Frequency-dependent block involves drug entry and binding
to the open state of the channel followed by stabilization of the bound
drug during inactivation. Mutations L1465A and I1469A reduced frequency-dependent block by etidocaine, and I1469A reduced
frequency-dependent block by 619c89. Measurement of on- and
off-rates of 619c89 and etidocaine for L1465A, N1466A, and I1469A
revealed different effects of these mutations on the kinetics of
interaction of these drugs with their receptor site. None of these
mutations had any effect on the rate of onset of channel block by
619c89. In contrast, L1465A decreased the onset rate of etidocaine
block, whereas N1466A and I1469A had no effect. The rate of recovery
from 619c89-bound channels at the resting membrane potential was faster
for I1469A and slower for L1465A. In contrast, L1465A induced faster
recovery of etidocaine-bound channels and I1469A had no significant
effect.
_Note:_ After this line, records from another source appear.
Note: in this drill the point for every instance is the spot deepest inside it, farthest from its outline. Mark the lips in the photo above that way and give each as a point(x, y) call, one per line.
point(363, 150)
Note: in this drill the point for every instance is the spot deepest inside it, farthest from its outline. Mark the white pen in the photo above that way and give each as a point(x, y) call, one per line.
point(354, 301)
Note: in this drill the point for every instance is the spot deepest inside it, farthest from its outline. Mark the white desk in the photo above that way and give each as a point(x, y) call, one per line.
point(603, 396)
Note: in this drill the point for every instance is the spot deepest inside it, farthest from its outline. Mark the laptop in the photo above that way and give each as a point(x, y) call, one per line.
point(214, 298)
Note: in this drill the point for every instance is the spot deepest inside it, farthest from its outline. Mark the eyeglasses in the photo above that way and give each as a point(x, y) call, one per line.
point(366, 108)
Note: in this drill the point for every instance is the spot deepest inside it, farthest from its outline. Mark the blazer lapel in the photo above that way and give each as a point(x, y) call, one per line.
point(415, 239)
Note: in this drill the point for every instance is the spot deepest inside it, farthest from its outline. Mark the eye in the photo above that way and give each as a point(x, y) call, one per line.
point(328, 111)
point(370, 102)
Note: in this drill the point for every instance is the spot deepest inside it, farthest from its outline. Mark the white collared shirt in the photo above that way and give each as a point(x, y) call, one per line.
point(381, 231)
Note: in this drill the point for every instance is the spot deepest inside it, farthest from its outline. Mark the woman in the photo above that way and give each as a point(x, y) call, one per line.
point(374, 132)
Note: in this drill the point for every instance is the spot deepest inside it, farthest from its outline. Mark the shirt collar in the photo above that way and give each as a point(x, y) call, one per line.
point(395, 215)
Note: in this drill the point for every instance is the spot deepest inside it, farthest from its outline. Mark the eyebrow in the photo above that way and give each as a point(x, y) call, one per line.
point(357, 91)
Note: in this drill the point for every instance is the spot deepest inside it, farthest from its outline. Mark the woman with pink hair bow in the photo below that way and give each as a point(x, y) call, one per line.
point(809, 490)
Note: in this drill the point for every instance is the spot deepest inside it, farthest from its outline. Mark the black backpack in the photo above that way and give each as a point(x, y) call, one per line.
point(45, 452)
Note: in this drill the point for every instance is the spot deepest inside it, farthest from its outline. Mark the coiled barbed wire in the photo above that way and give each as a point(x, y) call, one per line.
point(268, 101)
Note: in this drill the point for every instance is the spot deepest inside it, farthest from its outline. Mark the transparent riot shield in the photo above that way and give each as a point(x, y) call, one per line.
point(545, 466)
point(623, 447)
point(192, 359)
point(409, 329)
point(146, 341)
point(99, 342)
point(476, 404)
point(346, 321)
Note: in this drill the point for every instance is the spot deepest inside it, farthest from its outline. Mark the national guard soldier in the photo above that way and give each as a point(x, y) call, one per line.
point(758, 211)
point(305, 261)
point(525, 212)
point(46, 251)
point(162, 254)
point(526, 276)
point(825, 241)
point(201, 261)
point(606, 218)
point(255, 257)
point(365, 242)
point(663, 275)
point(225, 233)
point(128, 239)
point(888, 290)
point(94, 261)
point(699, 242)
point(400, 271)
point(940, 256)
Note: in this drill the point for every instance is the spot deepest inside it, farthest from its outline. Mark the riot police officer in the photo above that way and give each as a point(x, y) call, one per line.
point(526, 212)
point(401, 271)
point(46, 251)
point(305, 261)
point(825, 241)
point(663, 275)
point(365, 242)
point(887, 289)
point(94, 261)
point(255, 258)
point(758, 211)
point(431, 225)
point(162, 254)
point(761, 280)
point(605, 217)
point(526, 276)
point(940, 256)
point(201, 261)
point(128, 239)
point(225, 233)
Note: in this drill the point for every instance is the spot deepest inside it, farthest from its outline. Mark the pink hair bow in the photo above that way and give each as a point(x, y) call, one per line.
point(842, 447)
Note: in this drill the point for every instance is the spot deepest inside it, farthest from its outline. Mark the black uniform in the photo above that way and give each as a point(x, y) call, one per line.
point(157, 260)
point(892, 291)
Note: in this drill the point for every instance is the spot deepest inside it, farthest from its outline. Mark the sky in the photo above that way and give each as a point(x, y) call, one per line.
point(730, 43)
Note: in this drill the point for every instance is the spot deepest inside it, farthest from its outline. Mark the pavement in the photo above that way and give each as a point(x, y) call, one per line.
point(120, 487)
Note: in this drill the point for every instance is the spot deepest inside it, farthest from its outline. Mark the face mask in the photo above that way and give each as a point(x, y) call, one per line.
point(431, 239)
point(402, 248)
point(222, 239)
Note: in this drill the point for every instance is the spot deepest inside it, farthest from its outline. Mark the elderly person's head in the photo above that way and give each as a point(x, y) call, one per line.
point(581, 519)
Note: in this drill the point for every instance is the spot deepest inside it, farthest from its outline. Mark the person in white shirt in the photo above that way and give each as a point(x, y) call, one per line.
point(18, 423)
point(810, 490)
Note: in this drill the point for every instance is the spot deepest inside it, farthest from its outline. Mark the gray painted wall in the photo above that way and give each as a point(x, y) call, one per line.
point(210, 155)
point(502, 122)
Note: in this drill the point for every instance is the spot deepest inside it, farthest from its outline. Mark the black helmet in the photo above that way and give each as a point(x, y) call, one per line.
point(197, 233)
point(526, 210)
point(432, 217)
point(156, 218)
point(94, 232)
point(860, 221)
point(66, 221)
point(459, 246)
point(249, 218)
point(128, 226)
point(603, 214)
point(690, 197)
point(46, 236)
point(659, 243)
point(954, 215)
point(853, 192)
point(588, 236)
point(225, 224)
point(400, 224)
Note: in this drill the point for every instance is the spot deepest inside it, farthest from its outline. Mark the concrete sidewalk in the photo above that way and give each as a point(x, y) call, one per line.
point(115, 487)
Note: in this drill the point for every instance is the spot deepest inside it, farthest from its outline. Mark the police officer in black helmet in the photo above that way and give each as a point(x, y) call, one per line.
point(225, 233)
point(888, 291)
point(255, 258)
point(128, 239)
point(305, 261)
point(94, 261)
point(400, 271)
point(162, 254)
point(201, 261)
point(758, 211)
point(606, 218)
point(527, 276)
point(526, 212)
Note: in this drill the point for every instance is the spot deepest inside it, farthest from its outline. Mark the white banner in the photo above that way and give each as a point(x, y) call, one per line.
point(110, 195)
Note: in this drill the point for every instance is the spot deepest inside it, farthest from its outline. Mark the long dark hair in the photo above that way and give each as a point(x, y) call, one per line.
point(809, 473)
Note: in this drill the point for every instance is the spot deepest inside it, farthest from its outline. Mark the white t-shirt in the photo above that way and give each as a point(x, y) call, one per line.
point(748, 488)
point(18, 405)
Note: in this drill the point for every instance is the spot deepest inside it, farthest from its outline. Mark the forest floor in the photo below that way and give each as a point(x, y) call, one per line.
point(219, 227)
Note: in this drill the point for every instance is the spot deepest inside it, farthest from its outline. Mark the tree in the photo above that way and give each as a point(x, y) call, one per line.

Thus, both faster recovery from block and reduced
inactivated-state affinity contribute to the reduction in
frequency-dependent block by I1469A, whereas reduced
inactivated-state affinity is the primary effect for L1465A. Increased
use-dependent block of N1466A by 619c89 is due to slower
recovery rate from block by this compound. Reduced affinity for
inactivated channels, slower onset rate, and faster recovery rate all
contribute to the large decrease in frequency-dependent
block of L1465A by etidocaine, whereas the smaller effect of I1469A on
frequency-dependent block is due entirely to reduced
affinity for inactivated-state block. The complex effects of these
mutations on the kinetics of drug binding and dissociation suggest that
interactions of these amino acid residues with different chemical
moieties of the drug molecules can specifically affect the kinetics of
these processes.
Overall, our results show that the effects of these mutations are
greatest for high affinity drug binding to the inactivated state of
Na+ channels and are smaller and variable for low affinity
drug binding to resting and open states. We conclude that the high
affinities of local anesthetic and anticonvulsant drugs for inactivated
Na+ channels depend on interactions with Leu-1465 and
Ile-1469 in the IIIS6 segment and Ile-1760, Phe-1764, and Tyr-1771 in
the IVS6 segments. Gating movements of the IIIS6 and IVS6 segments may
allow access of these drugs to their receptor site, which becomes
available as the channel opens and increases in affinity as it inactivates.